Apple’s Mac App Store: What’s good … and what’s scary

Posted in iPhone News by admin. Published October 22nd, 2010

Apple’s Mac App Store: What’s good … and what’s scary

Apple plans to corral the wild Mac software roaming the Internet, to make it easier for people to find and install. Overall the Mac App Store sounds like a good deal for developers, for consumers and for Apple, which will of course make money in the process.

But just like with the iPhone App Store, there is a dark side to the power that Apple stands to gain. By limiting what software gets into the store, and by managing which apps get the most promotion, Apple is bound to draw cries of censorship and manipulation, some which will likely be deserved.

A screenshot of the Mac App Store, taken during Steve Jobs’ presentation of the new Mac software.

I talked to Phil Schiller, Apple’s senior vice president of Worldwide Product Marketing, who answered some basic questions on the new App Store.

For customers, a Mac App Store will simplify the software hunting and buying process by a phenomenal degree, by providing one-click buying and installing, by offering a standardized review process by which to judge competing products, and by taking away (most of) the fear of downloading software from the open Internet. We still have to be wary, but Apple has in the past tended to err on the side of not letting in a nasty app, rather than letting in too many.

While we may end up paying a few dollars for apps that we previously might have got for free, it’s more likely that we will see pricing drop, like we did in the iPhone store. If payment is guaranteed every time an app is downloaded, a developer could charge less per download. Meanwhile, by giving developers a better-trafficked store to sell their wares, not to mention putting them alongside their competition, lowered pricing will very likely occur naturally. Schiller didn’t say that, but said only that developers are free to set their prices.

Right now, the alternative is pretty painful: You have to search the Web (or at least Lifehacker, as I do) for an app that fits your need, say a video player that can handle any format.
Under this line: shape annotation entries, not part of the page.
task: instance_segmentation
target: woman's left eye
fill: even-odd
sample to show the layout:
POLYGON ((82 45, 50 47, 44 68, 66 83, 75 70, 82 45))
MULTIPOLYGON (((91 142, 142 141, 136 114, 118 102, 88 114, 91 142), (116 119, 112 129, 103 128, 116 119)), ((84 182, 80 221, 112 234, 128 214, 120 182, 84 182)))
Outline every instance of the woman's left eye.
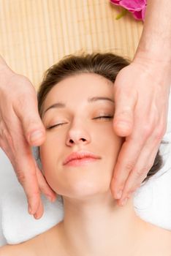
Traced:
POLYGON ((51 127, 47 127, 47 129, 53 129, 53 128, 54 128, 54 127, 61 127, 61 125, 65 124, 67 124, 67 123, 59 123, 59 124, 56 124, 52 125, 51 127))
POLYGON ((113 116, 100 116, 94 117, 94 119, 112 119, 113 116))

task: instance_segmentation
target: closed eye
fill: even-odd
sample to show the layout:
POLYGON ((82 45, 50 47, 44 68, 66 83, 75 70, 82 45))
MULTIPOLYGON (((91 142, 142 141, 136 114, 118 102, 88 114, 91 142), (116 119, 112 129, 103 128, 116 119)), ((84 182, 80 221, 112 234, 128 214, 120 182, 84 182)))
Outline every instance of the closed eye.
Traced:
POLYGON ((94 119, 112 119, 113 116, 101 116, 94 117, 94 119))
POLYGON ((63 124, 68 124, 68 123, 56 124, 52 125, 51 127, 47 127, 47 129, 53 129, 54 127, 61 127, 61 126, 62 126, 63 124))

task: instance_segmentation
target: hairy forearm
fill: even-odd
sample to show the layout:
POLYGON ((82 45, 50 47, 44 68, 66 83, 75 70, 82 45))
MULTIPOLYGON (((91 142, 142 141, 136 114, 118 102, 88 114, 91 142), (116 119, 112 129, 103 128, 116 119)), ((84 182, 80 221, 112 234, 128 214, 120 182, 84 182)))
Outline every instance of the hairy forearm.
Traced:
POLYGON ((171 1, 147 0, 147 10, 136 58, 171 64, 171 1))

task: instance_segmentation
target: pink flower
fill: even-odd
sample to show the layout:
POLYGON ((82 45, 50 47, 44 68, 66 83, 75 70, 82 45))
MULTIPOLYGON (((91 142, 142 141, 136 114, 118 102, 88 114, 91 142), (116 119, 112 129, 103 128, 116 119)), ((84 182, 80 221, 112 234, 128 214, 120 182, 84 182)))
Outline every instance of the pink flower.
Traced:
POLYGON ((128 10, 135 19, 145 20, 147 0, 110 0, 110 2, 128 10))

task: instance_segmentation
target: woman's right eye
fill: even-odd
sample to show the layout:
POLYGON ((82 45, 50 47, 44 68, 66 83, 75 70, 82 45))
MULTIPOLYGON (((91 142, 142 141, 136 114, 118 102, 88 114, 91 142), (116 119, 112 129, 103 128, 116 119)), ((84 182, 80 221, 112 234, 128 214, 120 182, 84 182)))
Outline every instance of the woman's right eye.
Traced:
POLYGON ((67 123, 59 123, 59 124, 56 124, 52 125, 51 127, 47 127, 46 129, 53 129, 53 128, 54 128, 54 127, 61 127, 61 126, 62 126, 63 124, 67 124, 67 123))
Once you find out what that is, you have to download it from somewhere — hopefully a safe location, like the developer or publisher’s own website, hopefully not some skeevy backwoods site intentionally set up to ensnare people who don’t pay attention. If the app costs money, you have to pay — usually via PayPal — or suffer the ticking timebomb of an app that goes useless after 30 days, or some other humiliating money-extracting method the dev had to resort to for a payday. It beats mailing checks to Hungary, like in the pre-PayPal days, but not by much.

For many of these reasons, Schiller says there has been pent-up demand from developers for a centralized Mac App Store “since the day we launched the iPhone App Store” back in 2008. But unlike the store for iPhones and iPads, which exclusively distributes apps to those closed platforms, the Mac App Store would just be one of the ways for people to get software for the Mac. Furthermore, Schiller says Apple won’t tie developers to use the store exclusively. “If a developer also wants to distribute software from their website, they can,” he told me.

Schiller says the Mac App Store will appeal more to small and mid-size developers than it will to mega publishers, makers of must-have software that costs hundreds of dollars and is already widely marketed and distributed. Still, I would bet that even some multimillion-dollar players, like the games publishers, would make good use of this app store, as they already do well in the mobile App Store.

For developers, Schiller says, the process of submitting an app will be easy. Starting in November, there will be a submission process that includes an updated version of the Mac OS X software development kit (SDK), which will have just minor tweaks required to make an existing product App Store-ready.

Though this newest of Apple App Stores sounds promising for users and developers alike, you can’t talk about it without mentioning the bad stuff associated with the current one. The iPhone/iPad store is an exclusive channel of distribution, and as such has made Apple into a software gatekeeper: If the company doesn’t like your app, you don’t get distribution. For the Mac store, as I mentioned, developers would be able to distribute their software outside of the App Store and not be locked out.

Still, developers getting bumped from the Mac App Store will cry “Censorship!” if they are excluded, and not just those whose apps contain lascivious content or profanity. Apple has, in the past, restricted apps that present a competitive threat to the company’s own offerings. Though they seem to have lightened up a bit — a good example of this would be the Mog and Rhapsody music apps for iPhone, which clearly compete with iTunes music — the guidelines are not always easy to follow. As many a blog is quick to point out, there are no hard and fast rules. For developers this could be problematic. Just because a developer is “free” to distribute software on the open Web doesn’t mean the benefits will be anywhere near as good.